Actually, contrary to what it may seem, the year has been quite "painting-y" so far and I´ve had to juggle the day job and a few painting commissions in such a way that it has been feeling more occupationally schizophrenic than usual: cables have been crossing, worlds have been colliding...! And there simply haven´t been enough hours in the day to sit down and update.
Anyway, I wanted to share three small commissions that have come my way, two of them of religious themes and one landscape.
The first of the two religious themes was a representation of St. Rocco (San Roque in Spanish) for a cofradia or Brotherhood in the small village of Vinuesa in the province of Soria. It was meant to replace an older depiction of the saint in a standard the brotherhood uses in processions on his feast day. Saint Roch or Rocco lived and died in the 1300s and his feast is usually celebrated on the day he was said to have died, the 16th of August. He was a Christian saint and confessor and he is specially invoked against the plague on account of his tending to those sick of this disease. Eventually, he too fell ill and had to be banished from society, living as a hermit in the woods somewhere subsisting on bread that was brought to him miraculously by a nobleman´s dog (whose name, according to some sources -- beats me as to how it came to be known-- was Melampo ). So the Brotherhood wanted a traditional depiction of the holy man, normally represented as a pilgrim with the pilgrim´s hat of St. James, together with Melampo bringing him a piece of bread, and with the saint showing off one of his wounds resulting from the plague. This is what I initially showed the clients as a first idea, playing around with several poses and so on...
...They eventually opted for a combination of the second and third ideas, the pose of the saint in the third and the seated dog of the second. So off I went and started on the oil...This is how it looked with the colors blocked in and the face of St.

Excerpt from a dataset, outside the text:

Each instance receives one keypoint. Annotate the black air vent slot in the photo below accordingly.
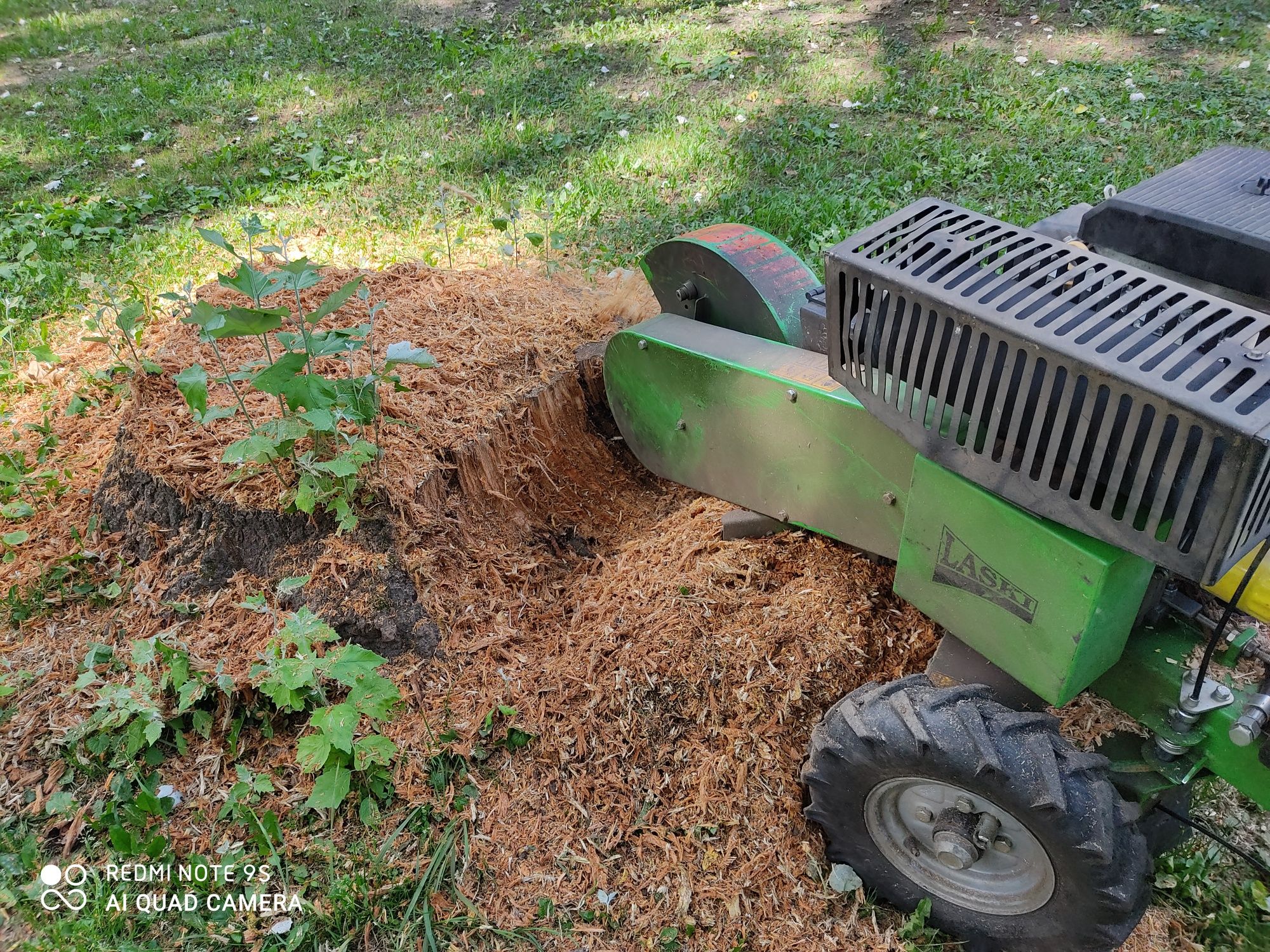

Rocco starting to develop its final features.
...and this is how it looked finished...
I used the landscape we have around here in our area as a background for the scene. I figured his area must have looked quite similar.
The second religious subject I was asked to do was a depiction of Mary the Un-doer of Knots. The client is a good friend as well as an ex-student of mine back in the days when I used to do some drawing and painting instruction, and who now lives in San Diego. I must confess that, despite my many years specializing in Liturgical Art, I was totally unfamiliar with the Marian title "Un-doer of Knots". The devotion is originally German, apparently, and you may read about its history (click here) . I was grateful to have been given some freedom in representing this theme, not having to merely execute a copy of the original image. So this is what I came up with...
That´s a black mamba Our Lady is stepping on, by the way...I had to look that one up, I´m not exactly the go to person for animals. I was pretty pleased with the way this one turned out as it gave me a chance to play around with drapery as well as the human figure.